Derrida, Sang Pembongkar: Lirikannya pada Bahasa

Filsafat: Sosok besar yang melingkup dan menancap
Dua ciri yang paling merasuk dalam pemikiran tentang filsafat adalah sifatnya yang meluas hingga ke luar batas, dan merasuk, membenam hingga dasar dan melintasi dasar itu hingga menemukan horison baru, yang menantang untuk dirasuki. Maka petualangan pikir filsafat tidak lain adalah revolusi dan evolusi yang berlangsung tanpa jenuh, dengan gerak-gerak sentrifugal dan sentripetal atau bahkan gerak tak berpola untuk membelah wilayah logika baru. Maka pemahaman puncak atas satu aliran akan melahirkan jalur-jalur baru bagi kemunculan anak aliran baru, atau bahkan lautan aliran yang akan menjadi bahan kajian yang diperdebatkan dalam dialektika panjang yang ujungnya adalah samudra-samudra dengan ribuan logika berenang, bertarung, demi logika itu sendiri.
Anak-anak aliran itu kadang memperkuat dan menyebarkan nafas dari aliran induknya. Di saat lain, ia menjadi aliran polutif yang mempertanyakan dan seolah mengkeruhkan aliran yang sudah mantap. Namun, hakikat dari jenis-jenis aliran itu adalah sama, keduanya memperkaya aliran lama, menjadi perpsektif baru yang meruncingkan logika awal yang berlaku. Semuanya berlandaskan pada kebebasan pergerakan sosok logika. Maka nilai-nilai seringkali terlonggarkan ikatannya.

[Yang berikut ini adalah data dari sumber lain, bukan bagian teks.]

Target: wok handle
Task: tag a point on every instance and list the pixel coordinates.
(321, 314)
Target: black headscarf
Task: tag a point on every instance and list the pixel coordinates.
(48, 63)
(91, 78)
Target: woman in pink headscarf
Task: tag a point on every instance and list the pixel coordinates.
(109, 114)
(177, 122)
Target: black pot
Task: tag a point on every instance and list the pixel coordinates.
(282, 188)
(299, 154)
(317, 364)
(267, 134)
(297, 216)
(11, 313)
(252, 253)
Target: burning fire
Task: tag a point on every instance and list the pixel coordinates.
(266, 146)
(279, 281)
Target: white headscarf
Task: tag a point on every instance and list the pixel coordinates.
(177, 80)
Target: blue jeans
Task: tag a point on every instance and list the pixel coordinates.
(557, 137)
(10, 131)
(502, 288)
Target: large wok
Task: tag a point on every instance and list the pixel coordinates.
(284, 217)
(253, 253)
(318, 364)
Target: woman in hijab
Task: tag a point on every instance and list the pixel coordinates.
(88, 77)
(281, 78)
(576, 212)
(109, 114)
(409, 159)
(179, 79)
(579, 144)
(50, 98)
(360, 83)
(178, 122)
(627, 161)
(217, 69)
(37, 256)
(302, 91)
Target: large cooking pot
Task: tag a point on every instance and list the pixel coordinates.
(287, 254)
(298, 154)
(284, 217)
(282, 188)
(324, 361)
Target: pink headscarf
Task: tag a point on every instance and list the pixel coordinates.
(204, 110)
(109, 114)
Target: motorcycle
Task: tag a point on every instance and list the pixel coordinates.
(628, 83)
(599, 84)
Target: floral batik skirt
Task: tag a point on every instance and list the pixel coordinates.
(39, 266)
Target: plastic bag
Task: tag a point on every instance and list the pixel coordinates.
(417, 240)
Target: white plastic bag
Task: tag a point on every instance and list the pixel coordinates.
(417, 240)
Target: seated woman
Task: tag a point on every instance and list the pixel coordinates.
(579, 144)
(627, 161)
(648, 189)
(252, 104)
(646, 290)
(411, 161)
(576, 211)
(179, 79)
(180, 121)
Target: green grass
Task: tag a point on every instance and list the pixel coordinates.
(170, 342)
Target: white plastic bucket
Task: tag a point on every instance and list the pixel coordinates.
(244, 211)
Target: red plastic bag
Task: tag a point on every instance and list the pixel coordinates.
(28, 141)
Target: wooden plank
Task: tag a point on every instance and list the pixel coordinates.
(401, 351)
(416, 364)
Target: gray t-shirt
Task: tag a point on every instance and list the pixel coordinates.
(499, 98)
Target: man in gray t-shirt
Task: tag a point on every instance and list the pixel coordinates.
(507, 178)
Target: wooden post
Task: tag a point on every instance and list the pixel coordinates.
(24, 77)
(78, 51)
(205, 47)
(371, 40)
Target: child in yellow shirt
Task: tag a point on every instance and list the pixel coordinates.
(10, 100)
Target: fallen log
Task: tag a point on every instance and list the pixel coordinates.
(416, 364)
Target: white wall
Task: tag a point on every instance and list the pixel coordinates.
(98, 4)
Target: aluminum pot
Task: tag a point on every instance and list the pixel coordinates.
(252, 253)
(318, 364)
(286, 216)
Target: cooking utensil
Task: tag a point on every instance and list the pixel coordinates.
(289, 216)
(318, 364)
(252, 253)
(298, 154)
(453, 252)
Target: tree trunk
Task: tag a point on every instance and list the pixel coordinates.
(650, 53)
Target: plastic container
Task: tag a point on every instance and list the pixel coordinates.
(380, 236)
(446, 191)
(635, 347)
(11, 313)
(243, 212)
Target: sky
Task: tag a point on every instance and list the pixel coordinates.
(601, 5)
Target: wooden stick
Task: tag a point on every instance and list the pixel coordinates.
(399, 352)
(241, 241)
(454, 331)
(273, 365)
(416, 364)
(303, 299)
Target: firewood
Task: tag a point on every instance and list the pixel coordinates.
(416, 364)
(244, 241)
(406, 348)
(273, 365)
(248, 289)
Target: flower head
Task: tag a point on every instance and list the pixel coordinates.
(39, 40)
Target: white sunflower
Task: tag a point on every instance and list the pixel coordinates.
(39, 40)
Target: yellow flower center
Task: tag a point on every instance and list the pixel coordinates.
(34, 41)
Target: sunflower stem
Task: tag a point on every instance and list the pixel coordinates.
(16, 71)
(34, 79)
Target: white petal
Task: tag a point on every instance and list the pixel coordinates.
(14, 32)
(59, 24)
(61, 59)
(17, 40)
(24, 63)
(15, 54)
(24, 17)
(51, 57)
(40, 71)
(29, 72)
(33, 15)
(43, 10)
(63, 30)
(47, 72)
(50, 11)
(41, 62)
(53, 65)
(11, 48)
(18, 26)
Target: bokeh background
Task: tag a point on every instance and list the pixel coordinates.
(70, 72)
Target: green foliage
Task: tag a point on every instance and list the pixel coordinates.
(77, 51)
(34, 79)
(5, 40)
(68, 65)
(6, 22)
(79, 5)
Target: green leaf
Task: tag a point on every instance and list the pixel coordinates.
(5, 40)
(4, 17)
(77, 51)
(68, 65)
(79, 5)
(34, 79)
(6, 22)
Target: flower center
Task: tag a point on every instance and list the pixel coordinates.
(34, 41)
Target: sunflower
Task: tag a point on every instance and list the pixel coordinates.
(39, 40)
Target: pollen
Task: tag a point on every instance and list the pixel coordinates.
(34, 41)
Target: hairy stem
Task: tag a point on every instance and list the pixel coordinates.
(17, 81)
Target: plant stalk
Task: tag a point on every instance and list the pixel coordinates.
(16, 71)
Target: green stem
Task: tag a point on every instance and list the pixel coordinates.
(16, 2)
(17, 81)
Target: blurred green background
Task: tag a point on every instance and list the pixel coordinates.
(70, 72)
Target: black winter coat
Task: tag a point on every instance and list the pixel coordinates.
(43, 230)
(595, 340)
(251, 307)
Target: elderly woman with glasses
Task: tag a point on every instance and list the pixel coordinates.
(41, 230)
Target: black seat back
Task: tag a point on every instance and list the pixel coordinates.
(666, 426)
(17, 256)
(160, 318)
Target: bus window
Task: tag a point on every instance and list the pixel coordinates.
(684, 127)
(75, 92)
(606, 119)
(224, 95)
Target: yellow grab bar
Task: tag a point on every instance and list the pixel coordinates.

Apatah lagi emosi dan ego diri sudah sepatutnya menyingkir jauh dari kesejatian logika, dengan menyerahkan sepenuhnya pada kaidah kebebasan logika dalam bahtera filsafati.
Fenomena pemikiran yang “melawan” tampak jelas dari Derrida yang mempertanyakan filsafat Barat yang teramat getol dengan logosentrismenya. Membaca Derrida, meski tidak secara langsung, mengharuskan saya berpikir ulang dan membaca ulang. Pemikirannya mendongkel konsep-konsep yang sudah matang dan tidur tenang dalam pemikiran. Sisi lain menimbulkan kesadaran dinamisme pemikiran, menyentak kesadaran bahwa tidak ada sesuatu yang sempurna dan utuh; segalanya patut dipertanyakan. Mungkin dekonstrukstivisme adalah aliran pemikiran yang “lebih filsafat” dalam hal “mempertanyakan,” karena ia pun merasa patut mempertanyakan dirinya sendiri. Artinya, setiap orang berhak menjadi Derrida baru yang membongkar konstruk suatu teori dan pada waktu berikutnya menjadi Derrida yang lain lagi untuk mempertanyakan hasil pembongkaran itu (lihat Agger, 2007:125-126). Tulisan ini secara khusus akan mencoba menjumput pemikiran Derrida dalam hal bahasa.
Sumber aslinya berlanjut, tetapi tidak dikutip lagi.